There is significant variability in the severity of these conditions, but most individuals have mild, if any, physical or behavioural features. If the mother is interested in having this optional testing, she should talk with her healthcare provider to determine if it is right for her.
Please note sex chromosome testing is not available for twin pregnancies.
How is the test taken
The test involves taking a blood sample from the mother after ten weeks of pregnancy.
How accurate is Harmony?
A ‘high risk’ result is indicative of a high risk for a trisomy. The test identifies more than 99% of fetuses with trisomy 21, 98% of fetuses with trisomy 18, and 80% of fetuses with trisomy 13, and 96% of fetuses with Turner Syndrome. X and Y analysis provides >99% accuracy for fetal sex. Accuracy for detecting other sex chromosome anomalies varies by condition.

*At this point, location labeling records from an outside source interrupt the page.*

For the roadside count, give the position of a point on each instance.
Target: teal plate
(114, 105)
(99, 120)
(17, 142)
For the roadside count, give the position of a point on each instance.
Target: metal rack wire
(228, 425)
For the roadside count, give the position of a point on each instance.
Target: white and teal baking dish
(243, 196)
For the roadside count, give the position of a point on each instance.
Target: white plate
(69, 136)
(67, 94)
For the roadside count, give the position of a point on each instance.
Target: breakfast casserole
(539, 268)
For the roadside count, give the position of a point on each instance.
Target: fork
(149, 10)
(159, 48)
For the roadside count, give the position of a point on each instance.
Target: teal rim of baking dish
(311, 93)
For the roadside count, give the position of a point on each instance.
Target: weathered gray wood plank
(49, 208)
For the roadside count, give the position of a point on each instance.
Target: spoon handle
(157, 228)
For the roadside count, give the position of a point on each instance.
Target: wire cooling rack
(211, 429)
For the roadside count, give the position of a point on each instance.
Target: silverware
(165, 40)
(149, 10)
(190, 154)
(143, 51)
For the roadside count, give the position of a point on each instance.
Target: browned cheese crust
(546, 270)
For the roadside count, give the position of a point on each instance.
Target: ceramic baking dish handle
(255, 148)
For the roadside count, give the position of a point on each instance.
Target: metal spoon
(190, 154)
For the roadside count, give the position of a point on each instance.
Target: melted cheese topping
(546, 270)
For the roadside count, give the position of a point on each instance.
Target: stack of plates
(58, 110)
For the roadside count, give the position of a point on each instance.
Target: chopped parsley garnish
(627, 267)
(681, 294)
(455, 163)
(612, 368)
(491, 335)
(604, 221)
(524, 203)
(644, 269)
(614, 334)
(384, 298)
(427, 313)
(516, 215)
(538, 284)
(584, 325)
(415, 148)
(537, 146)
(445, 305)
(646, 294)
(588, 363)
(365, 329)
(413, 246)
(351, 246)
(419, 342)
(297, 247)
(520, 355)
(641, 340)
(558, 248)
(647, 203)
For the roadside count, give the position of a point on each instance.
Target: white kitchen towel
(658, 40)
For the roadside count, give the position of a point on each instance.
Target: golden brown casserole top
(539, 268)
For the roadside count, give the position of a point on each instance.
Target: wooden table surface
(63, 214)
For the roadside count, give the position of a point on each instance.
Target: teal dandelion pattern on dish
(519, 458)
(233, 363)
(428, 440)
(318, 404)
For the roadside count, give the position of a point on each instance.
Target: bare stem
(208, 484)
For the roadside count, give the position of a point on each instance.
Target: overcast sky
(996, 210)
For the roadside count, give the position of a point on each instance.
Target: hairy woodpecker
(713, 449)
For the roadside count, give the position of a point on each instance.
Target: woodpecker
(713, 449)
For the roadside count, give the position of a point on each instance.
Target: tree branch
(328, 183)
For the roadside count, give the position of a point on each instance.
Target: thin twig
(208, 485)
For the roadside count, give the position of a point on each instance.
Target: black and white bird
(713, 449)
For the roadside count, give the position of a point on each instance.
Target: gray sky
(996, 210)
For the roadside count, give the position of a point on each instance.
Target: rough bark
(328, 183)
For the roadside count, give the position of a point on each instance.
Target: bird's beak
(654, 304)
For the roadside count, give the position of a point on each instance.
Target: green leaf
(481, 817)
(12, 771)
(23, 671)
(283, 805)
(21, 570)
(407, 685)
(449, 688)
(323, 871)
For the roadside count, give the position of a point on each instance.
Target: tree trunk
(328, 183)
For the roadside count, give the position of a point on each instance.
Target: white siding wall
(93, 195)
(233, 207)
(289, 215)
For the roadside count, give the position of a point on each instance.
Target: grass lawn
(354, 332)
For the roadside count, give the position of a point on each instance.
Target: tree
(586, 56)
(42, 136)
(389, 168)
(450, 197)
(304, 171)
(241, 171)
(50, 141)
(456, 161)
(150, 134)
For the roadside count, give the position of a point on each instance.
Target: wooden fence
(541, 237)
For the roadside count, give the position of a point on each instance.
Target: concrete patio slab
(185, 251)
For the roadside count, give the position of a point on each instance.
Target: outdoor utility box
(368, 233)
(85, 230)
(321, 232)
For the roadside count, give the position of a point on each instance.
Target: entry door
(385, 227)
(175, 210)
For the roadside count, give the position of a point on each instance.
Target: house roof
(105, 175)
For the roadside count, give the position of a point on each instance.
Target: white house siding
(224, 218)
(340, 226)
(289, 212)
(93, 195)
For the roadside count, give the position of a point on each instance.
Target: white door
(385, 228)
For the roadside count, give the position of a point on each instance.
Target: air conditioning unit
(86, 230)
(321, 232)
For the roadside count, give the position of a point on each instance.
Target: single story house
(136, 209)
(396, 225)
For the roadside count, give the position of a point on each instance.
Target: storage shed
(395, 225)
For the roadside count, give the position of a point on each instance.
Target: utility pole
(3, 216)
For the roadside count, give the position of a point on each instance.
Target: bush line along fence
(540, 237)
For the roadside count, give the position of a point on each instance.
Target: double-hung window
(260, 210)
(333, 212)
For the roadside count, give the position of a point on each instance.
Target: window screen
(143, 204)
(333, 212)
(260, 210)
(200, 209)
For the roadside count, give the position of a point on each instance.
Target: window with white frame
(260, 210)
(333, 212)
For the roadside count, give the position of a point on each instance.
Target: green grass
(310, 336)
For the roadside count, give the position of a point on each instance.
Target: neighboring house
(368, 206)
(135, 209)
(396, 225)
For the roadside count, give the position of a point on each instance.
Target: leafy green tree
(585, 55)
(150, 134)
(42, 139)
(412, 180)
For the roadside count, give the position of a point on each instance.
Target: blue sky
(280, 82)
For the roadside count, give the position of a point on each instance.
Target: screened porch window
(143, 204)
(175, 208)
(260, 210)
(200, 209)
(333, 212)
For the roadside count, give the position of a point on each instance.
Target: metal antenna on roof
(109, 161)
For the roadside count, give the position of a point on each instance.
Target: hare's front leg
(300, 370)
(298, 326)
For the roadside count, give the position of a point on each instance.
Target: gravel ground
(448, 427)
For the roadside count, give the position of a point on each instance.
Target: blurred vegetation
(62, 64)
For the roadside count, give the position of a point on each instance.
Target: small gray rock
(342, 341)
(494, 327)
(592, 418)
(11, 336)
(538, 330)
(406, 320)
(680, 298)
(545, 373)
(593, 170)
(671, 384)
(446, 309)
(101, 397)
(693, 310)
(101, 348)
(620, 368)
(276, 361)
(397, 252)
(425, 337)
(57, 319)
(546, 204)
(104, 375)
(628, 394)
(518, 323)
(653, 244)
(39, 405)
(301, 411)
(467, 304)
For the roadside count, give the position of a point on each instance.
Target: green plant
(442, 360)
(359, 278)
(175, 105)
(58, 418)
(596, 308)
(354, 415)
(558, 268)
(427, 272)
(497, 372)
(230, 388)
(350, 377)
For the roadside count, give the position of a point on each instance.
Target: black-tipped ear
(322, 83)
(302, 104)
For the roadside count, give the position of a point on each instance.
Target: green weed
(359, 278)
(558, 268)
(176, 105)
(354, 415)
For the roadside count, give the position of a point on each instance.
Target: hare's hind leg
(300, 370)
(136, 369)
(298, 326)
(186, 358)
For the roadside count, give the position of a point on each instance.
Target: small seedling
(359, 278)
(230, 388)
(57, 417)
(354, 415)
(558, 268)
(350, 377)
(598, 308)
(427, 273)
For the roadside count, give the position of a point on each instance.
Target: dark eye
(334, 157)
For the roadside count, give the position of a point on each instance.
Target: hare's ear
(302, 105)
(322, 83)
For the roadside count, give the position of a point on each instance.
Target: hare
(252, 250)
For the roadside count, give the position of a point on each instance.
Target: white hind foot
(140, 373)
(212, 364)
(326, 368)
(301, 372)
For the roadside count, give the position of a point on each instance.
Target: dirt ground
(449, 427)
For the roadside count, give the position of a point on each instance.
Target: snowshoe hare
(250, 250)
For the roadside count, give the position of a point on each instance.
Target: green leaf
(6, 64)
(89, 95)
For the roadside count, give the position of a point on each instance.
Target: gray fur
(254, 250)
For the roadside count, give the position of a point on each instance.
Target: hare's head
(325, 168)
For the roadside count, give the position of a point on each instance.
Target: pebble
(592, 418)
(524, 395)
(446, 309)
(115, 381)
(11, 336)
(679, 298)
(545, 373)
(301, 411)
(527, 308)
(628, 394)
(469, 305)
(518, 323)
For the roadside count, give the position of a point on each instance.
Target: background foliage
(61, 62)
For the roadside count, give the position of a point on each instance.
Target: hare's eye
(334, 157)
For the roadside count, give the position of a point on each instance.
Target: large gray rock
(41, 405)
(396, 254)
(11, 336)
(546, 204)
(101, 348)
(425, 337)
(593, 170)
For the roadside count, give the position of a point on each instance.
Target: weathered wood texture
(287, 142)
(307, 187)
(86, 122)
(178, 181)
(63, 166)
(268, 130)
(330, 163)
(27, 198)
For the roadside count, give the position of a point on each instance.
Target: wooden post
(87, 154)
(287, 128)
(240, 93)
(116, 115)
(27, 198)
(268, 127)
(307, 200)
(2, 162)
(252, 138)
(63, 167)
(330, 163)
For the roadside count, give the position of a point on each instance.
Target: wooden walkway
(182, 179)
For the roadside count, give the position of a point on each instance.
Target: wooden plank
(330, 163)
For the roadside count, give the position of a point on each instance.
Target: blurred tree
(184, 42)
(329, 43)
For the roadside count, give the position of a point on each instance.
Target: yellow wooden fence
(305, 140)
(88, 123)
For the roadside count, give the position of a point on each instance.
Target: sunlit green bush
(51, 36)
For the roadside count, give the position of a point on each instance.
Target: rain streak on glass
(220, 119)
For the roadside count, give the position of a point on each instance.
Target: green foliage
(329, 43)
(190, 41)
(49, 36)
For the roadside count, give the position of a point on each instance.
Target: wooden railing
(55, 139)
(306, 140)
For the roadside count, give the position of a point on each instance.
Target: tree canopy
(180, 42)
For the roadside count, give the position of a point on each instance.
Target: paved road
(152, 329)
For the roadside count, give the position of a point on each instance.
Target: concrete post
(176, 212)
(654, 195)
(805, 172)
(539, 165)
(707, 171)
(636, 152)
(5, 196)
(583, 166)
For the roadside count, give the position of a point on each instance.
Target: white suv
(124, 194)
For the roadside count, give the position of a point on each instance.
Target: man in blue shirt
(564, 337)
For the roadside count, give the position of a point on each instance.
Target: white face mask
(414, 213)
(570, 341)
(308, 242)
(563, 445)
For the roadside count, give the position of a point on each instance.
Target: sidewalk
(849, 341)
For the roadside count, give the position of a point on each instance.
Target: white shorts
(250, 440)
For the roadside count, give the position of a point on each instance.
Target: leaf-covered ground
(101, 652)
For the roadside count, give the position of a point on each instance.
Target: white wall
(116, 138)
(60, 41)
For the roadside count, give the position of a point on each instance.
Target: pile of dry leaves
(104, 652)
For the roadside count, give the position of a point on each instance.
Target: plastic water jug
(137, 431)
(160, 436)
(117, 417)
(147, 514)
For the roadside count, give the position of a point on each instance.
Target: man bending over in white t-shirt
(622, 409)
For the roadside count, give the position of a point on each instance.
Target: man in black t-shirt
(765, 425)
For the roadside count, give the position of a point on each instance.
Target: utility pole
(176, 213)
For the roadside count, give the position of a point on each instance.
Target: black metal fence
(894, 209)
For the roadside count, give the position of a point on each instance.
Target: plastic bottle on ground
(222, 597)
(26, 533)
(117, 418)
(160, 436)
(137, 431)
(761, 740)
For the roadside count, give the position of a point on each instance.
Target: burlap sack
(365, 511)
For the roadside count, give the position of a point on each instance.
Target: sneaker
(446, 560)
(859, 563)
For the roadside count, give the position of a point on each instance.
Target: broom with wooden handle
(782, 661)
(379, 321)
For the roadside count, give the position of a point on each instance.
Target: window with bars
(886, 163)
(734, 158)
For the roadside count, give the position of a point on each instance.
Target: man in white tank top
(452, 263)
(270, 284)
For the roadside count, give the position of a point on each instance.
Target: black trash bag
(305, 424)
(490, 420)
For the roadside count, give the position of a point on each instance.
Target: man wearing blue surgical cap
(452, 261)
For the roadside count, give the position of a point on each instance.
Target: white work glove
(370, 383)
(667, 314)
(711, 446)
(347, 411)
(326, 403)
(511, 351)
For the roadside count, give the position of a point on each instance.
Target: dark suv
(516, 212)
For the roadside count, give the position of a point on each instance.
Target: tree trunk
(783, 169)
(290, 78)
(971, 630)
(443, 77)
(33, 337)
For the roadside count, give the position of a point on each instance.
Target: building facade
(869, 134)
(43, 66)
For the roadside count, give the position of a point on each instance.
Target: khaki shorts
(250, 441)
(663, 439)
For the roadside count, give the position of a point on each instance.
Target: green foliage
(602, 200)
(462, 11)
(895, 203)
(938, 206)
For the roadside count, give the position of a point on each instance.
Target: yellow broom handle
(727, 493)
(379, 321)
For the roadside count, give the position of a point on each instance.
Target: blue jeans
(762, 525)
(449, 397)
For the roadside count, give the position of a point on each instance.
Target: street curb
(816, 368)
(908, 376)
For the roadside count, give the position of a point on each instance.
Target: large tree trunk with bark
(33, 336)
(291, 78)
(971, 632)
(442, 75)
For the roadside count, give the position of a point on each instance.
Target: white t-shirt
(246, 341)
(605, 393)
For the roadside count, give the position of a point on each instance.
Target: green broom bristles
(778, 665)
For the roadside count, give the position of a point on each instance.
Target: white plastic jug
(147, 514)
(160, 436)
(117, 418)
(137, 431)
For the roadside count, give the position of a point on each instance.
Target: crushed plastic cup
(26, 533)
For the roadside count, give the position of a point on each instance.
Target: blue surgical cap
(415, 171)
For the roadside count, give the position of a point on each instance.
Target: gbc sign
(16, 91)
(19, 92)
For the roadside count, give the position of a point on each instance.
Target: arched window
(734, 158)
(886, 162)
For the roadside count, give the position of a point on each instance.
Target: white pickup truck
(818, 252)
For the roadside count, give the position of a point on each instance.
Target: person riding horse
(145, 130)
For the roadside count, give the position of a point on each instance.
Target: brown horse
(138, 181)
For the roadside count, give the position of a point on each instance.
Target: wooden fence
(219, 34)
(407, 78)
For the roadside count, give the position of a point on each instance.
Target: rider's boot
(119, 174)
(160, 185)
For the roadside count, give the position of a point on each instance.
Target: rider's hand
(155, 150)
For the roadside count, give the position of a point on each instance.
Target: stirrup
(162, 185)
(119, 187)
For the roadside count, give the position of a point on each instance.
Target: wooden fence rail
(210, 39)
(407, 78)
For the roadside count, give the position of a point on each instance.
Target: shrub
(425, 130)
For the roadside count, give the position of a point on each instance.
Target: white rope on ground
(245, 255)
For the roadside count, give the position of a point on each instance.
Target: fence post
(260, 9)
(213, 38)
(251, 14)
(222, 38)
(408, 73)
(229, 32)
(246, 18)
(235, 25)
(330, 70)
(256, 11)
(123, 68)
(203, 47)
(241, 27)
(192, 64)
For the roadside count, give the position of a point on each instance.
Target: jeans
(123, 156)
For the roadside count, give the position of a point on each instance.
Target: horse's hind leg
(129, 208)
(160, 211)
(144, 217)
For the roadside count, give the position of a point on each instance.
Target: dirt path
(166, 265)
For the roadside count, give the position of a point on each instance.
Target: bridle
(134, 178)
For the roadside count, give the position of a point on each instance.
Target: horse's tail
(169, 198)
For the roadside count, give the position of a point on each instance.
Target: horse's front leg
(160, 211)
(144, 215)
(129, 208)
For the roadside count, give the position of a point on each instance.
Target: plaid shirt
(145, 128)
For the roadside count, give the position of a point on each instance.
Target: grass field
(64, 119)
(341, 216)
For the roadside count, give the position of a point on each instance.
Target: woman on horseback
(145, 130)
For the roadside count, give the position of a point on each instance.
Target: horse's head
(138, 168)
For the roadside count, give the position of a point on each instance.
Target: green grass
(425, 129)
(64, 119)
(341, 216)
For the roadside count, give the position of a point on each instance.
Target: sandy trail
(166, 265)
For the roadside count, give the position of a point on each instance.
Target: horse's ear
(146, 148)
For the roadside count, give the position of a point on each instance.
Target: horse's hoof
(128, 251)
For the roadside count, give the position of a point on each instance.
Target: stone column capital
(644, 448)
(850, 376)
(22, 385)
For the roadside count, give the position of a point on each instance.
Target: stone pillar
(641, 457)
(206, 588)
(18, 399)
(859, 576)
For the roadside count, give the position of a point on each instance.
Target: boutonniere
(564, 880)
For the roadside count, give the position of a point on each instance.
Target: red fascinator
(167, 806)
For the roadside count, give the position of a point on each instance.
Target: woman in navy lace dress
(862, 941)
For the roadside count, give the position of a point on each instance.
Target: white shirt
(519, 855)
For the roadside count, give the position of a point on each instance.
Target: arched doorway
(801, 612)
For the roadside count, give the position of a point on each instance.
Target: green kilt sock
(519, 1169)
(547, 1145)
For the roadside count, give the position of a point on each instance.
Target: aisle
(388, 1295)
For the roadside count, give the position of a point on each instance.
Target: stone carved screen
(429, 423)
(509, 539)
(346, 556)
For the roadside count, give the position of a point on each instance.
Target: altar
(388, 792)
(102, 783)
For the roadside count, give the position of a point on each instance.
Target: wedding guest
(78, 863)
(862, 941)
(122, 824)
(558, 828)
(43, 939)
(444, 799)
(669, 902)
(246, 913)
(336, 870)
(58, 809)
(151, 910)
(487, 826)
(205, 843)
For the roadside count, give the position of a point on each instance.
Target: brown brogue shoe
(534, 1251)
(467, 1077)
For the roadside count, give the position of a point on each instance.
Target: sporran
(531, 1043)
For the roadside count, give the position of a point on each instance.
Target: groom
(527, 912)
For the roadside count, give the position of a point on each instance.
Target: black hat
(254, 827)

After the test, the number of women offered a CVS or an amniocentesis on the strength of this test is less than 1%.
It is important to note that if the test results show there is a high risk that the fetus has trisomy 21, 18, 13 or sex chromosome conditions, it does not mean that the fetus definitely has one of these conditions, although it is highly likely. For this reason, in the event of a ‘high risk’ (or positive) result, follow-up testing by an invasive procedure is recommended.
In the same way if the test results show that there is a ‘low risk’ that the fetus has trisomy 21, 18, 13 or sex chromosome conditions, it is unlikely that the fetus has one of these conditions. However, there is a very small risk that not all trisomy fetuses will be detected. All your results will be interpreted by our experienced Fetal Medicine Consultants in the context of clinical and familial history.